Confidence Building for Your Dog Part 3

Confidence building puppies

Confidence Building for Your Dog Part 3

Sammy the Dog Trainer's Do's and Don'ts for Confidence Building in Your Dog

In the first two parts of our confidence building series we talked about different theories regarding confidence building in doggos and then we discussed some exercises you can do with your dog during the rehabilitation process.  Now we are going to go over the final part: the Do's and Don'ts of building confidence in your fearful dog.

Do

Do assume the leadership role.  This involves claiming space, confronting problems, owning food, and doling out rewards and corrections.  If you do not know how to do these things, hire a professional (I think I know one in Tampa ;)

Don't

Don't be afraid to discipline your dog.  Walking on eggshells around your nervous dog is probably feeding into their anxiety.  If you are not sure how to pick out constructive ways to correct your dog, hire a dog trainer (ooh ooh me!).  I probably don't even need to say this to you dog-lover readers, but don't use a whole lot of super scary, harsh corrections with a fearful dog.  Do what your have to ino order to gain your dog's attention in a scary moment, but do not go overkill.  Firm is good.  Spastic is not.

Do

Do adopt a can-do attitude.  Believe your dog can do whatever The Scary Thing is preventing them from doing and go about your day like you expect your dog will succeed.

Don't

Don't get frustrated with your dog.  Frustration has no place in dog training.  If you find yourself frustrated, take a breather and re-attack.  Your frustration is going to make your dog nervous and is not going to be productive.

Do

Do get an expert opinion on your dog's fearful behavior if it is getting out of control.  Many times dog owners think their dogs are afraid when really their dogs simply think they own the pack.  Find someone (ehem or hire a dog trainer) to suss out the situation and figure out exactly what is going on.

Don't

Don't avoid Scary Things because your dog is scared of them.  If you avoid them, then you give reason to your dog's fear.  If you avoid The Scary Things they must be scary.

Do

Do work on your dog a bit every day.  Dogs are creatures of habit.  Create a habit of fear facing each day and the dog will start to relax into confronting The Scary Things.

Don't

Expect your dog to be rehabilitated overnight.  While some dogs do progress quite quickly, the usual is for the rehab to take months.  Fear-based issues take a while to solve.

Do

Keep reinforcing your dog's learning and confidence even after they seem to be good to go.  Dogs, just like people, progress and regress.  The key is to keep the progresses larger than the regresses.

Don't

Don't let your dog's fear dictate your life.  You are in charge.  You dictate how life is within your pack.  If you let your dog's fears delineate your life, you are enabling and not fixing the problem.

Do

Be consistent.  Give rewards for the same behaviors and correct the same behaviors.  Don't punish your dog for getting on the couch one day and then snuggle her doing the same thing the next.  Pick the rules and enforce them.  Always.  100%.  With every family member.

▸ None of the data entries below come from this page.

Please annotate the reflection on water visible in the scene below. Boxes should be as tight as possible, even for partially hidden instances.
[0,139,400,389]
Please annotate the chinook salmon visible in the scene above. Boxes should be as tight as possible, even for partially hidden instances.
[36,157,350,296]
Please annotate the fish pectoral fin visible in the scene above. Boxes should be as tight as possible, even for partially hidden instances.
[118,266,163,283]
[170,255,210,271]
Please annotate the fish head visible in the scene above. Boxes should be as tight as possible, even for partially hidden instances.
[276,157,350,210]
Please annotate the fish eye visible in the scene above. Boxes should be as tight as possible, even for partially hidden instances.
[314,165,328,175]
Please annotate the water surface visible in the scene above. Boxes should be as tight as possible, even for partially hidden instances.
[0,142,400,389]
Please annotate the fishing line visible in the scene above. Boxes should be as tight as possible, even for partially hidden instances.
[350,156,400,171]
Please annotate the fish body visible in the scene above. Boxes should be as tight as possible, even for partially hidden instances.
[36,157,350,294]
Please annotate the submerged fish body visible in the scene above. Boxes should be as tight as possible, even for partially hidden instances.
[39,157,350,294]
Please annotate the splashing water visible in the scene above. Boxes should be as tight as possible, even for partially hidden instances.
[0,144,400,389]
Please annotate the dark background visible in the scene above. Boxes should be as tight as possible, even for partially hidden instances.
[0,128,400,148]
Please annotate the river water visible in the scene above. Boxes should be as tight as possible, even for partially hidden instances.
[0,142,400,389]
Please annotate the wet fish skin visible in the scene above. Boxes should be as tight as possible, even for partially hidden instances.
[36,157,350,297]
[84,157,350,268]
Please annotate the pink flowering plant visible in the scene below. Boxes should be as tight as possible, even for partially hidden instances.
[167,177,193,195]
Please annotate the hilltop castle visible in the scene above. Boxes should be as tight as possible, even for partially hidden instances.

What if you have that one family member that refuses to enforce the rules?  It's not actually the end of the world.  That person will not have the right be be offended when the dog disrespects them though.
funny meme
The dogs walk all over my dad.  He is not allowed to complain.
Your dog can learn to respect everyone else besides the Rule Breaker.  My dad is a notorious Rule Breaker.

Don't

Don't get too caught up in figuring out exactly what is triggering your dog's responses.  Sometimes it is useful to know what is causing the fear.  But sometimes people get so caught up in finding out what the trigger is that they forget to actually focus on the problem at hand: the dog's behavior in the moment.  If you can figure out what The Scary Thing is, great, that can help.  If not, don't worry about it too much and focus on fixing the dog's responses.  Sometimes a dog can react to something we cannot even detect such as a faint smell or a sound we cannot pick up with our lame hooman noses and ears.  Instead, focus on helping your dog when you begin to see the fear response.  I cannot tell you the number of clients I have had that will not take Fluffy out on Tuesday morning when there is a man with a red hat on the sidewalk or will turn around and walk the other way if the dog's lunar sign is off and there is a purple mailbox in the path, and other such ridiculous coping mechanisms that people have developed to try to explain their dog's fear responses.  Instead of avoiding, let's start fixing.  Although I do have to give some of them credit: it took a lot of brain power to come up with those triggers.  They love their dogs, no doubt about it.

Do

Do give yourself and your dog some credit.  This is a hard process, so give yourself a bit of slack.
Which goes along with Don't be too hard on yourself or your dog.  Keep slugging away.